# can i crossfire my ati 4870 with an ati 6870?



## anongo (Nov 10, 2010)

it says it all in the title really.
thanks!!


----------



## lubo4444 (Nov 10, 2010)

No you cant crossfire them.  I think you can crossfire only cards that begin with the same first two numbers.


----------



## ice (Nov 10, 2010)

lubo4444 said:


> No you cant crossfire them.  I think you can crossfire only cards that begin with the same first two numbers.



This


----------



## fastdude (Nov 11, 2010)

ice said:


> This



Is correct.

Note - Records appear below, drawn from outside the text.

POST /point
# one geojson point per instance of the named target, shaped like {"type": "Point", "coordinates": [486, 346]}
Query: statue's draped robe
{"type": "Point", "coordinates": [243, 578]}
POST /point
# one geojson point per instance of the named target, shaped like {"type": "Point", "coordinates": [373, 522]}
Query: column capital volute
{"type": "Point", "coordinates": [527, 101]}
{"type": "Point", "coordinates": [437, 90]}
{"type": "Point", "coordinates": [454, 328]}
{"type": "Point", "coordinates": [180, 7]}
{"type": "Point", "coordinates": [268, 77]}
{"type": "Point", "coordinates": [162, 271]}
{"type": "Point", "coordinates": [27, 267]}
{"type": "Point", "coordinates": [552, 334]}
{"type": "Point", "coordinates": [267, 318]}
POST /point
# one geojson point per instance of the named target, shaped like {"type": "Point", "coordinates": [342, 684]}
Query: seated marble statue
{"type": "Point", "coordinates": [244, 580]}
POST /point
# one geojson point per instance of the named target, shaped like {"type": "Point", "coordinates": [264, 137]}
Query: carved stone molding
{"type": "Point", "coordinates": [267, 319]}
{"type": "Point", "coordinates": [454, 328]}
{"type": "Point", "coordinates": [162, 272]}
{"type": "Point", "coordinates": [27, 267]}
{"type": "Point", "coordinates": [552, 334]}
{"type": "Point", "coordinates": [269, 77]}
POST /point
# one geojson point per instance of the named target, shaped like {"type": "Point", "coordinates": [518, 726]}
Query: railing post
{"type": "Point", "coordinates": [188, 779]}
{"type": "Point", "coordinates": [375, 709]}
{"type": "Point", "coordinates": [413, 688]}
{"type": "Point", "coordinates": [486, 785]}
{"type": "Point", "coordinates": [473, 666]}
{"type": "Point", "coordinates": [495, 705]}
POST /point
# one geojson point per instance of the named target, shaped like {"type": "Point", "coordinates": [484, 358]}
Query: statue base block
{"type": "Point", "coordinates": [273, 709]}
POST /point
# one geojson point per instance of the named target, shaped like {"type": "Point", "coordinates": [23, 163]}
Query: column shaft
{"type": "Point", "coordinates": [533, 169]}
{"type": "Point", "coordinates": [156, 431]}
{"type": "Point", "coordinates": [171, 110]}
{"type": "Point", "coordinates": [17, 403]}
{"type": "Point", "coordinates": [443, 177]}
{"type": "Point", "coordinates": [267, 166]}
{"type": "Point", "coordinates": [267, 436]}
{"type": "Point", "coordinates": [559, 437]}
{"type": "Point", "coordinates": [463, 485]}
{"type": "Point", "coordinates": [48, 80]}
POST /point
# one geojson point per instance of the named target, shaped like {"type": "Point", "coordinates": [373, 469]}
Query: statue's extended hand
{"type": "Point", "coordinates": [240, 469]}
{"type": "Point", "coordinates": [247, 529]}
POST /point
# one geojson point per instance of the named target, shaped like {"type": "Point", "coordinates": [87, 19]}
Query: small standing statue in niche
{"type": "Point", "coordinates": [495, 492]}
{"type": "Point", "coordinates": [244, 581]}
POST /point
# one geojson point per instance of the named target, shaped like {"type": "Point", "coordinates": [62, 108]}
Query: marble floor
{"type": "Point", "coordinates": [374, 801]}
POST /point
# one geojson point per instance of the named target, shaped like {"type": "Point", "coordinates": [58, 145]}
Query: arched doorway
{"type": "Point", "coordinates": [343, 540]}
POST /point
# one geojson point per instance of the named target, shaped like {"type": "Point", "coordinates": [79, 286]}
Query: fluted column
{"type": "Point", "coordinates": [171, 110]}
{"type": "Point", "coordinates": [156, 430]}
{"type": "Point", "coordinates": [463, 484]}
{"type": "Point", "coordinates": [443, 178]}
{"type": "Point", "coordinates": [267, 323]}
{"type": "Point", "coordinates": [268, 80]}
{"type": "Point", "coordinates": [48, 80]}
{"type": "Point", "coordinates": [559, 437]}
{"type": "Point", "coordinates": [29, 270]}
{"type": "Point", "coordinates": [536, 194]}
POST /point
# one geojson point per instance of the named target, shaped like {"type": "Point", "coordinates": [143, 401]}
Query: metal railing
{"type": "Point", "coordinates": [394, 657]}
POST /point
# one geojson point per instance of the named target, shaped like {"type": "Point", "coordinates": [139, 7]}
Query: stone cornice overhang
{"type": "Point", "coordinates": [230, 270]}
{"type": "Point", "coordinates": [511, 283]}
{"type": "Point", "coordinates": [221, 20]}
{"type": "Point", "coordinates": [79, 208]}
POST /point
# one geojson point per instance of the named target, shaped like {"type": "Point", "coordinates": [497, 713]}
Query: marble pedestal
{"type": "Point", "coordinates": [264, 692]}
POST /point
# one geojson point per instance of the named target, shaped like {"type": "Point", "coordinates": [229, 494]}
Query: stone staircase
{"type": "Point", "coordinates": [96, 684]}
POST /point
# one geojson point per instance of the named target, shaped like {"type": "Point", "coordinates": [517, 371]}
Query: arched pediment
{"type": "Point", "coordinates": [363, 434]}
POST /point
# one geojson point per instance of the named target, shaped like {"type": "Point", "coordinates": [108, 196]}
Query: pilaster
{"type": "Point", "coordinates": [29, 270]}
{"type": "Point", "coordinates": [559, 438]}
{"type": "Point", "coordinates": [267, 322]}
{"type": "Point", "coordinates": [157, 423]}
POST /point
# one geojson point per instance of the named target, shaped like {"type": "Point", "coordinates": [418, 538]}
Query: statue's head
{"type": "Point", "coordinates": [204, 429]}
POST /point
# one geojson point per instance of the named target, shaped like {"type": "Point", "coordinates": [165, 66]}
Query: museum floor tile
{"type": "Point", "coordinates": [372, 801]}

For instance, you could crossfire a 4870 and a 4850 but not a 5670 and a 5550.


----------



## anongo (Nov 11, 2010)

so if i got one of these i should be able to crossfire it no problem with my 4870?:  Also will it come with all of the extra needed to hook it up to crossfire?
http://www.followtheotter.co.uk/radeon-hd-4870-1-gb-gddr5-pci-express-2-0.html


----------



## fastdude (Nov 11, 2010)

anongo said:


> so if i got one of these i should be able to crossfire it no problem with my 4870?:
> http://www.followtheotter.co.uk/radeon-hd-4870-1-gb-gddr5-pci-express-2-0.html



Yep, identical cards will nearly always work in Xfire


----------



## anongo (Nov 11, 2010)

ok so ill just have to figure out how to instal it to the power supply and crossfire now, shouldnt be to difficult if there is a power connection I take it crossfire automatically works with the latest catalys? or do I have to install or update anything or can I just connect the two cards and it works?


----------